Oregon State University research has identified the oldest known specimen of a fungus parasitizing an ant, and the fossil also represents a new fungal genus and species. Credit: George Poinar Jr., OSU

Oregon State University research has identified the oldest known specimen of a fungus parasitizing an ant, and the fossil also represents a new fungal genus and species.

“It’s a mushroom growing out of a carpenter ant,” said OSU’s George Poinar Jr., an international expert in using plant and animal life forms preserved in amber to learn about the biology and ecology of the distant past.

A mushroom is the reproductive structure of many fungi, including the ones you find growing in your yard, and Poinar and a collaborator in France named their discovery Allocordyceps baltica. They found the new type of Ascomycota fungi in an ant preserved in 50-million-year-old amber from Europe’s Baltic region.

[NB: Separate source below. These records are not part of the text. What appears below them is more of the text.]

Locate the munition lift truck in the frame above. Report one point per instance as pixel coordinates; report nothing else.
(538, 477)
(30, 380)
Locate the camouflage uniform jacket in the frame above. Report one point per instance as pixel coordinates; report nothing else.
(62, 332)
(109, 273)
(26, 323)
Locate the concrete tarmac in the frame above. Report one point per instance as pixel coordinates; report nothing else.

“Ants are hosts to a number of intriguing parasites, some of which modify the insects’ behavior to benefit the parasites’ development and dispersion,” said Poinar, who has a courtesy appointment in the OSU College of Science. “Ants of the tribe Camponotini, commonly known as carpenter ants, seem especially susceptible to fungal pathogens of the genus Ophiocordyceps, including one species that compels infected ants to bite into various erect plant parts just before they die.”